Nielsen Holdings N.V., a global information and measurement company, released its annual music report indicating that in 2015, more than 317 billion songs were streamed on-demand — an increase of about 93 percent from last year.

While total music consumption is up by more than 15 percent, album sales have declined by 17 percent since 2014, showing the growing preference for streaming sites over tangible albums.

“Databases that stream, like Spotify and Apple Music, are wonderful sources for both scholars and performers,” said Dr. Angela Brand, associate professor of music. “They provide easy access to music, albeit, in an intangible way. However, the ease of use and accessibility may come at a cost to the music industry and the musicians.”

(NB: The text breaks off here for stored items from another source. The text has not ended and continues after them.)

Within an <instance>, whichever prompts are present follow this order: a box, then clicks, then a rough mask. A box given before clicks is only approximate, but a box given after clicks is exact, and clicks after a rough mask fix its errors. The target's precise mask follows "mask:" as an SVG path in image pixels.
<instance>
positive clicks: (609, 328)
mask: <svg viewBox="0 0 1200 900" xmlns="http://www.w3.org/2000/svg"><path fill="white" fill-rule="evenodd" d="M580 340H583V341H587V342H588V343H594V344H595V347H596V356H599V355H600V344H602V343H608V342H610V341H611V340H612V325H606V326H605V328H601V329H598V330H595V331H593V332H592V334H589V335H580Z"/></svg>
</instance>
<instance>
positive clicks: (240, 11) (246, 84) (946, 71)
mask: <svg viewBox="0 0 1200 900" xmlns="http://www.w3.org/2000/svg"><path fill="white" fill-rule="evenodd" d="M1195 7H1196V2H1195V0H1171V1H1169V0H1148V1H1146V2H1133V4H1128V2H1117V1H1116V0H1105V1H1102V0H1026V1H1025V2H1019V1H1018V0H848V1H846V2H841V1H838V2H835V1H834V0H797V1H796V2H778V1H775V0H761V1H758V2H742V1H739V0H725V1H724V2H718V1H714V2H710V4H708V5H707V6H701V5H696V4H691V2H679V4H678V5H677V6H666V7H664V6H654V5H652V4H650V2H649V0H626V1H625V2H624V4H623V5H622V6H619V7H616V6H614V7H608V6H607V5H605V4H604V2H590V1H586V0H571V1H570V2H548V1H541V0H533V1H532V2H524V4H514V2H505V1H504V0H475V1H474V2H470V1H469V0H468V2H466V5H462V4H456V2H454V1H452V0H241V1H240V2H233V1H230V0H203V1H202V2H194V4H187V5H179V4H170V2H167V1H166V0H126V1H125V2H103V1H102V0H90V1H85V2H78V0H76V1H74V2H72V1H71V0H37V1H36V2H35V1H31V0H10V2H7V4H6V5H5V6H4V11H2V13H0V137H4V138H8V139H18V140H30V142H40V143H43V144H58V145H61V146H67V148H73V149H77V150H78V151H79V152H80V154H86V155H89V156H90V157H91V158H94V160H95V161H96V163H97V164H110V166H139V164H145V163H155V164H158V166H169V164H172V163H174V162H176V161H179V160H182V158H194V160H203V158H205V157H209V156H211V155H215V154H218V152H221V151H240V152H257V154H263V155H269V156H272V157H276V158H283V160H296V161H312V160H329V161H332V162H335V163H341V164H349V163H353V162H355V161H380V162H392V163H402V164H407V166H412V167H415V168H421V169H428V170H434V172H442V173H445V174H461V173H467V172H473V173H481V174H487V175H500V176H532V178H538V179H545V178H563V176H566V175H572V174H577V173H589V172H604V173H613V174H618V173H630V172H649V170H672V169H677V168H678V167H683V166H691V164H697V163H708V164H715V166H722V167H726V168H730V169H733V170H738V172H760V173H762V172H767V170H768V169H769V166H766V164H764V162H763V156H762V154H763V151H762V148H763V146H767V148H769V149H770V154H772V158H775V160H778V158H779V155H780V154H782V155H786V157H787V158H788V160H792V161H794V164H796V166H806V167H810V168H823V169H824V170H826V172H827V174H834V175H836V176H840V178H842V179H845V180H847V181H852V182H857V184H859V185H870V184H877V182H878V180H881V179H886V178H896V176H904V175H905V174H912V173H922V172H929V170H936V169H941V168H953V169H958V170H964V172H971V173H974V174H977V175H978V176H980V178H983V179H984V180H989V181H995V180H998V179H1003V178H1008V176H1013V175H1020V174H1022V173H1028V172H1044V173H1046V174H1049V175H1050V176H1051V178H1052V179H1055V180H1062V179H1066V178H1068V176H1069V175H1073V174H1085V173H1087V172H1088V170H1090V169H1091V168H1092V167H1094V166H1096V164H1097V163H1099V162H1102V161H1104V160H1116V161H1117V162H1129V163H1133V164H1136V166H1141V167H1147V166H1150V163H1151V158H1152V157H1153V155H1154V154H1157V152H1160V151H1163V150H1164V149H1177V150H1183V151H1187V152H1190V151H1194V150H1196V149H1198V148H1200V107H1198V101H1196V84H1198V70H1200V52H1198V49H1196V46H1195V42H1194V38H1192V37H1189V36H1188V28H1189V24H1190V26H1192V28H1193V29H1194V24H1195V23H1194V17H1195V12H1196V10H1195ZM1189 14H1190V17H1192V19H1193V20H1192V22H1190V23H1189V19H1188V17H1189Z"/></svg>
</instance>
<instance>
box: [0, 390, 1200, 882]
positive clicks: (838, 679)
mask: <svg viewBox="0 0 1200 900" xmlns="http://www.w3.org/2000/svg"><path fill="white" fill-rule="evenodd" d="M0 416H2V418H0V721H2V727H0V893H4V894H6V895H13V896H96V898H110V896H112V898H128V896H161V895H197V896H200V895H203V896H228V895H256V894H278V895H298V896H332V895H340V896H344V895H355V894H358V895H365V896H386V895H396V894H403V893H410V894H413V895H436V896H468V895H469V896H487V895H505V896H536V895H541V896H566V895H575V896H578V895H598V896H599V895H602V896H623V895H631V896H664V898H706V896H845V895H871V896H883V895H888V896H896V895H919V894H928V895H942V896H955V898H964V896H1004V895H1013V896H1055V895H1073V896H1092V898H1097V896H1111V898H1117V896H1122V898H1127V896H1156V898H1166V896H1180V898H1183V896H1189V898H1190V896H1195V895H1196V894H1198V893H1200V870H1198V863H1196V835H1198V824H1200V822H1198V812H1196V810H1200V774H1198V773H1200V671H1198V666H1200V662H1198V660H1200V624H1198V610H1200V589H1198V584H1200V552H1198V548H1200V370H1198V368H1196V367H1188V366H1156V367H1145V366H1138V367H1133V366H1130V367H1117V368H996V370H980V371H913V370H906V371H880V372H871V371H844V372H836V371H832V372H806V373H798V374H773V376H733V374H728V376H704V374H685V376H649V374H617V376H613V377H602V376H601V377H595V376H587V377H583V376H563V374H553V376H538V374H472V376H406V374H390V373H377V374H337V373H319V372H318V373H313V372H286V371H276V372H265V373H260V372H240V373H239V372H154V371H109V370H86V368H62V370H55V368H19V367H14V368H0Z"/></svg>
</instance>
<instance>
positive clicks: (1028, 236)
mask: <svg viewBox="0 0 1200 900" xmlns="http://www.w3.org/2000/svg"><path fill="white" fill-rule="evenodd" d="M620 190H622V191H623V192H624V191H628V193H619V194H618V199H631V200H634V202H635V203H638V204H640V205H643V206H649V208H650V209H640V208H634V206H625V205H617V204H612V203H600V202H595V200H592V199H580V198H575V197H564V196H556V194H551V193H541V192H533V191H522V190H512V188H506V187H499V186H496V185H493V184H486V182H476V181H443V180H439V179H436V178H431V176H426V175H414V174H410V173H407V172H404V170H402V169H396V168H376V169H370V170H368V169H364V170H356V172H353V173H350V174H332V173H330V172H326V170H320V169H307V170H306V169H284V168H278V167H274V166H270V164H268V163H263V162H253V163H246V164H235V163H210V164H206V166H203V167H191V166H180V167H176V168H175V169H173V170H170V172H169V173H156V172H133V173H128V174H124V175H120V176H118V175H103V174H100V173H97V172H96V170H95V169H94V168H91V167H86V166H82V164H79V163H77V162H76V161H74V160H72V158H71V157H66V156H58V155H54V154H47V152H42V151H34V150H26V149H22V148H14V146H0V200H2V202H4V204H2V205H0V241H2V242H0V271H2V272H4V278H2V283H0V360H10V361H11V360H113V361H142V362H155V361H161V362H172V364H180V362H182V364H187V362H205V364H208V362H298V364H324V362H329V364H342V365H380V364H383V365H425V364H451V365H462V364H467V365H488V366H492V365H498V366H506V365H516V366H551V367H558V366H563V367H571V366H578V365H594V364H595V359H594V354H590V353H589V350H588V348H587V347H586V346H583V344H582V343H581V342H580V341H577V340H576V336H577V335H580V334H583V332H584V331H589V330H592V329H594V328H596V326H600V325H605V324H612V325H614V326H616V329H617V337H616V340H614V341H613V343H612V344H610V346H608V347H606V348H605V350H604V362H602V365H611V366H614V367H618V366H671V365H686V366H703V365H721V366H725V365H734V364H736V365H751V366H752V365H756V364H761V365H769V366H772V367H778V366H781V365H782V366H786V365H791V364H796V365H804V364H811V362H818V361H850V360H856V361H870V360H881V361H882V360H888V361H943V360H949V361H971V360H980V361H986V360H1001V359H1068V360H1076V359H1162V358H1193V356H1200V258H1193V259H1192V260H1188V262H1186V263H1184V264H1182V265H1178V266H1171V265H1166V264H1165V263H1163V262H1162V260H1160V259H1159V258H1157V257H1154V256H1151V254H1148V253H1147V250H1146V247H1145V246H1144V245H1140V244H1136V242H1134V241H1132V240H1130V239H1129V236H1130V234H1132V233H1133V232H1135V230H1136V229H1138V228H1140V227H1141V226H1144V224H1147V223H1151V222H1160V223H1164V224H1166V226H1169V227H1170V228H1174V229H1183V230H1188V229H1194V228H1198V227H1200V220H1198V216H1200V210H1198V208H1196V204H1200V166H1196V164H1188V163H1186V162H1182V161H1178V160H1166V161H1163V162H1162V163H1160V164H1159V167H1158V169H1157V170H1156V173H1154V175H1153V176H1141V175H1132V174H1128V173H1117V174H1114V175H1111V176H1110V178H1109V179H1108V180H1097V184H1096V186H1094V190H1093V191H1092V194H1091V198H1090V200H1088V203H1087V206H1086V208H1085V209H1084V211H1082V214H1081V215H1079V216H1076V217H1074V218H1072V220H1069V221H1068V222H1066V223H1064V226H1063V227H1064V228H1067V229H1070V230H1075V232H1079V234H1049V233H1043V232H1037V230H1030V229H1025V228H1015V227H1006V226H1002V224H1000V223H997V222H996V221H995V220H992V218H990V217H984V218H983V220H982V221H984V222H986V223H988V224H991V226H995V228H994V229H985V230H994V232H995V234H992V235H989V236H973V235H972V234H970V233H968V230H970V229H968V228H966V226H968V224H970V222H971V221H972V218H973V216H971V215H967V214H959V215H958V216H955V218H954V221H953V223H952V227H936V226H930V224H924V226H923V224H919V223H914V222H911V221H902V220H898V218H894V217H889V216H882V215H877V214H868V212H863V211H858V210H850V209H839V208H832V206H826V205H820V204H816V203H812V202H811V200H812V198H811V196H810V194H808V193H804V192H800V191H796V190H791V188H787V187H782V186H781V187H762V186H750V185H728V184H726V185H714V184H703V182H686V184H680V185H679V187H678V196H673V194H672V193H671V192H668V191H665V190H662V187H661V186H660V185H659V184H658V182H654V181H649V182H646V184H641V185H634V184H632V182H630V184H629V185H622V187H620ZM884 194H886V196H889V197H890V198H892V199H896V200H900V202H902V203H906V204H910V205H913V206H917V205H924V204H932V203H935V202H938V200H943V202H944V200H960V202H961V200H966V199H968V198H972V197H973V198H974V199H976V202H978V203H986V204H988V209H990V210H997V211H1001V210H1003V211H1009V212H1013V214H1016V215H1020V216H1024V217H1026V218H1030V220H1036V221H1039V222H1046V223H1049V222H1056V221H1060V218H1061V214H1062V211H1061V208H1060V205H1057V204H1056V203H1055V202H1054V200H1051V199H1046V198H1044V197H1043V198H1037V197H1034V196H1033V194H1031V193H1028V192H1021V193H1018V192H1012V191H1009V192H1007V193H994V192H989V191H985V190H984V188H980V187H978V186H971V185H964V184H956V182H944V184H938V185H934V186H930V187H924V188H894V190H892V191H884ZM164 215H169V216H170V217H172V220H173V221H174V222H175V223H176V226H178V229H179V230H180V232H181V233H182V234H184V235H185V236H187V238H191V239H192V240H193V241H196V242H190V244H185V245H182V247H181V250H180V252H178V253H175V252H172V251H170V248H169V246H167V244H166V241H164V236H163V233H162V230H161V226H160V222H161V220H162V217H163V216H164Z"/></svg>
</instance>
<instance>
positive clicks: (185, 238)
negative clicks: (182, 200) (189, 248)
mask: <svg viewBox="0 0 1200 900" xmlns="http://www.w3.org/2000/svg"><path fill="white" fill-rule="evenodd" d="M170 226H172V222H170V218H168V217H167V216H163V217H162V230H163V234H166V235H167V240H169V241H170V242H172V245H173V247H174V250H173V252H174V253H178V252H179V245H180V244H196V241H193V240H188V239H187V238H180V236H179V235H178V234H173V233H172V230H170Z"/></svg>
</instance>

Streaming sites pay artists based on how many plays their songs receive. While this benefits major artists, smaller musicians struggle to make an income. Based on a graph released by Information is Beautiful, a company that turns data and information into visual graphs and diagrams, a signed artist on Spotify would need 1,117,021 plays to earn the U.S. federal minimum wage of $7.25.

“The artists do get a bigger percentage on Apple Music than they get paid on Spotify,” said Dean Lagrange, senior business administration major. “If you’re a major artist, then you really made it. My brother is a mastering engineer so he works with major artists all the time and it’s a really cutthroat industry.”

Last year, a Michigan band named Vulfpeck challenged Spotify by streaming an album with 10 tracks that contained complete silence. Although Spotify removed the album, the band earned $20,000 after asking fans to play it on repeat while they slept.

“The challenge will be for musicians to still receive their earnings and dividends without being undercut by unscrupulous or pirated copies of their art,” Brand said. “Another concern would be the revenue from advertisements that website owners receive and sometimes do not share with the music- makers.”

Each play earns an artist under half of a cent from most streaming services after record companies take their cut. An unsigned artist will make significantly more than one signed by a larger company.

“If people are really into music and big fans of an artist, I think they’d buy their CDs if they knew it would benefit them more,” said Haley Mulder, junior theater performance major.